Journal de création

Un battement d’ailes de cigogne

Dans la composition tout entière il ne doit pas se glisser un seul mot qui ne soit une intention, qui ne tende, directement ou indirectement, à parfaire le dessein prémédité.

Deuxième Nouvelle de l’été

Titre : « Un battement d’ailes de cigogne »

Naissance
Illustration ©Anton Peick

En la relisant dix jours après l’avoir publié j’ai envie de changer quelques mots. Apprendre à lâcher prise, un vaste programme. Pour cette histoire j’avais envie de développer certains rapports entre mes personnages mais si j’avais laissé faire mon imagination je ne l’aurais probablement pas encore terminée.

J’ai pris goût au texte court et ce travail m’a donné envie de faire un recueil de nouvelles. Je trouve assez plaisant d’écrire dans la rapidité, le court, l’émotion à vif. Ce genre  littéraire qui oblige à une concentration de l’histoire et qui permet de jouer sur la surprise avec le dénouement m’a enchantée. J’adhère totalement à l’analyse qu’en fait Charles Baudelaire : « Dans la composition tout entière il ne doit pas se glisser un seul mot qui ne soit une intention, qui ne tende, directement ou indirectement, à parfaire le dessein prémédité ».

Baudelaire, traducteur d’Edgar Allan Poe a proposé cette analyse de la nouvelle :

Elle a sur le roman à vastes proportions cet immense avantage que sa brièveté ajoute à l’intensité de l’effet. Cette lecture, qui peut être accomplie tout d’une haleine, laisse dans l’esprit un souvenir bien plus puissant qu’une lecture brisée, interrompue souvent par le tracas des affaires et le soin des intérêts mondains. L’unité d’impression, la totalité d’effet est un avantage immense qui peut donner à ce genre de composition une supériorité tout à fait particulière, à ce point qu’une nouvelle trop courte (c’est sans doute un défaut) vaut encore mieux qu’une nouvelle trop longue. L’artiste, s’il est habile, n’accommodera pas ses pensées aux incidents, mais, ayant conçu délibérément, à loisir, un effet à produire, inventera les incidents, combinera les événements les plus propres à amener l’effet voulu. Si la première phrase n’est pas écrite en vue de préparer cette impression finale, l’œuvre est manquée dès le début.
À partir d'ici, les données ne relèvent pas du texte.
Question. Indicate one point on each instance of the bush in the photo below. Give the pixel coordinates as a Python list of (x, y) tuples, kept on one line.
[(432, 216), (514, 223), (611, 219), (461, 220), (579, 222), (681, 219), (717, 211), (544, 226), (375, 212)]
Dans la composition tout entière il ne doit pas se glisser un seul mot qui ne soit une intention, qui ne tende, directement ou indirectement, à parfaire le dessein prémédité.

Durant l’été j’ai relu « Le K » de Dino Buzzati, ses histoires sont vraiment remarquables, j’ai aussi découvert le livre de nouvelles « La première gorgée de bière » de Philippe Delerm et je me suis demandée si j’allais continuer d’écrire tant j’ai trouvé leurs textes magnifiques. J’ai également lu « Le carnet rouge » de Tatiana de Rosnay, une lecture facile et rapide, on rit parfois de bon cœur, parfois en crispant les lèvres. Ce n’est pas aussi beau que les nouvelles de P.Delerm mais le sujet ne se prête pas beaucoup à la grâce.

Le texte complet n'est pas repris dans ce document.